De beslissing berust op de artikelen 36f, 57, 300, 310, 311 en 416 van het Wetboek van Strafrecht zoals deze artikelen luidden ten tijde van het bewezenverklaarde.

10.De beslissing

De rechtbank:
Vrijspraak
-
spreekt verdachte vrijvan het onder parketnummer 02/288746-21 feit 1 primair tenlastegelegde;
Bewezenverklaring
- verklaart het tenlastegelegde bewezen, zodanig als hierboven onder 4.4 is omschreven;
- spreekt verdachte vrij van wat meer of anders is ten laste gelegd;
Strafbaarheid
- verklaart dat het bewezenverklaarde de volgende strafbare feiten oplevert:
Parketnummer 02/288746-21
feit 1 subsidiair:Mishandeling;
feit 2:Diefstal waarbij de schuldige zich de toegang tot de plaats van het misdrijf heeft verschaft door middel van braak of inklimming, meermalen gepleegd;
feit 3:Diefstal;
feit 4:Diefstal;
Parketnummer 02/230367-20:Opzetheling;
Parketnummer 02/291380-20:Diefstal;
- verklaart verdachte strafbaar;
Strafoplegging t.a.v. 02/288746-21 feit 1 subsidiair en feit 2 t/m 4, 02/230367-20 en 02/291380-20:
- veroordeelt verdachte tot
een gevangenisstraf van 284 dagen;
- bepaalt dat de tijd die verdachte voor de tenuitvoerlegging van deze uitspraak in voorarrest heeft doorgebracht in mindering wordt gebracht bij de tenuitvoerlegging van de opgelegde gevangenisstraf;
Benadeelde partijen
- veroordeelt verdachte tot betaling aan de benadeelde partij
[benadeelde 1](02/288746-21 feit 1 subsidiair) van
€ 400,-aan immateriële schade, vermeerderd met de wettelijke rente, vanaf 25 oktober 2021 tot aan de dag der voldoening;
- verklaart de benadeelde partij in het overige gedeelte van de vordering niet-ontvankelijk en bepaalt dat de vordering voor dat gedeelte bij de burgerlijke rechter kan worden aangebracht;
- veroordeelt verdachte in de kosten van de benadeelde partij tot nu toe gemaakt en ten behoeve van de tenuitvoerlegging nog te maken, tot nu toe begroot op nihil;
- verklaart de benadeelde partij
[benadeelde 2](02/288746-21 feit 3) niet-ontvankelijk in de vordering ten aanzien van de materiële schade en bepaalt dat dit deel van de vordering bij de burgerlijke rechter kan worden aangebracht;
- veroordeelt de benadeelde partij in de kosten van verdachte, tot nu toe begroot op nihil;
- wijst de vordering van de benadeelde partij ten aanzien van de immateriële schade af en veroordeelt de benadeelde partij in de kosten van verdachte, tot nu toe op nihil;
Schadevergoedingsmaatregel
- legt aan verdachte de verplichting op aan de Staat, ten behoeve van het slachtoffer
[benadeelde 1](02/288746-21, feit 1),
€ 400,-te betalen, vermeerderd met de wettelijke rente, vanaf 25 oktober 2021 tot aan de dag der voldoening;
- bepaalt dat bij niet betaling 8 dagen gijzeling kan worden toegepast, met dien verstande dat toepassing van de gijzeling de betalingsverplichting niet opheft;
- bepaalt dat bij voldoening van de schadevergoedingsmaatregel de betalingsverplichting aan de benadeelde partij vervalt en omgekeerd;
Beslag
- gelast de teruggave aan verdachte van het inbeslaggenomen voorwerp, te weten een Peugeot personenauto met [kenteken 3] , grijs, chassisnummer: [chassisnummer] , bouwjaar 2005.

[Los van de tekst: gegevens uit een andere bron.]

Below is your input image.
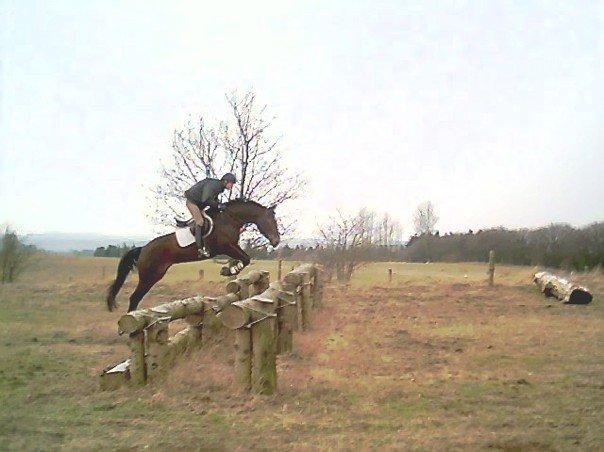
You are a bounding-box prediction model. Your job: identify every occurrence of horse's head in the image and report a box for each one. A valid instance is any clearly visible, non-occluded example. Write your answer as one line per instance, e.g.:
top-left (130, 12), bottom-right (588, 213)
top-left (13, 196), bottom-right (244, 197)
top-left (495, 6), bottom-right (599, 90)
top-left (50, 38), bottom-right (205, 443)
top-left (256, 206), bottom-right (281, 246)
top-left (228, 199), bottom-right (281, 246)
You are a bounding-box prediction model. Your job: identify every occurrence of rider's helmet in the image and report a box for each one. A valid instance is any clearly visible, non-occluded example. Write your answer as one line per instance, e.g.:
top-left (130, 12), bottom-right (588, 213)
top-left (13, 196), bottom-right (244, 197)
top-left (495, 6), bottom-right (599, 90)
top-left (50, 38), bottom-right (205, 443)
top-left (221, 173), bottom-right (237, 184)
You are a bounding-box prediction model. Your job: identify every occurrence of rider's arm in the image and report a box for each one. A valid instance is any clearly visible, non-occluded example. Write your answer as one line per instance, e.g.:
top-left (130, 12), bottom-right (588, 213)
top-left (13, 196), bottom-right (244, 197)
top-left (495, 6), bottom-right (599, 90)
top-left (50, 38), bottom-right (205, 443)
top-left (201, 180), bottom-right (222, 209)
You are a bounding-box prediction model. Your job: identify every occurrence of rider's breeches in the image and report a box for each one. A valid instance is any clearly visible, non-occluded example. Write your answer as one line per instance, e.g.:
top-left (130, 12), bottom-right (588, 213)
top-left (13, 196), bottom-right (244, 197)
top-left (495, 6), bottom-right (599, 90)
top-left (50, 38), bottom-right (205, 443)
top-left (187, 199), bottom-right (203, 226)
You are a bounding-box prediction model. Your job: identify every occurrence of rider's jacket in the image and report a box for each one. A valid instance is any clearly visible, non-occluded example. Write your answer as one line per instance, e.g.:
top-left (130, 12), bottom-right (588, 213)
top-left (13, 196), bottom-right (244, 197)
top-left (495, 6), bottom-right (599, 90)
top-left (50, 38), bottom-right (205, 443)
top-left (185, 177), bottom-right (224, 209)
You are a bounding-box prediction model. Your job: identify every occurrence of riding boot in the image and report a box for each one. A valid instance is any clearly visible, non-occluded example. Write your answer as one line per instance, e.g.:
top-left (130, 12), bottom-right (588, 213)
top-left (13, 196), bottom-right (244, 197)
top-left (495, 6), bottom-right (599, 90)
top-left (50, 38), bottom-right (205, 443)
top-left (195, 224), bottom-right (210, 258)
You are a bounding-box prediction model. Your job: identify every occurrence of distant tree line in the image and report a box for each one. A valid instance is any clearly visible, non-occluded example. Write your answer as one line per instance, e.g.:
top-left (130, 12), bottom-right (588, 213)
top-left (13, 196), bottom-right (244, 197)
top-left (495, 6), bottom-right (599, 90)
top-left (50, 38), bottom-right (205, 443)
top-left (247, 222), bottom-right (604, 279)
top-left (94, 243), bottom-right (136, 257)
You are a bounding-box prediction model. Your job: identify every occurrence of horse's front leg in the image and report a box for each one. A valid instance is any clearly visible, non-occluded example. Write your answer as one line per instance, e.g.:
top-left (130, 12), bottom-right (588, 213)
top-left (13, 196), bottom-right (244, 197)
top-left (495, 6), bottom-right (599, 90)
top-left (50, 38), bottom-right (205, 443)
top-left (220, 245), bottom-right (251, 276)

Dit vonnis is gewezen door mr. M. van de Wetering, voorzitter, mr. M. Diepenhorst en
mr. F.L. Donders, rechters, in tegenwoordigheid van mr. I.J.A.M. Balemans, griffier, en is uitgesproken ter openbare zitting op 29 september 2022.
mr. Diepenhorst is niet in de gelegenheid dit vonnis te ondertekenen.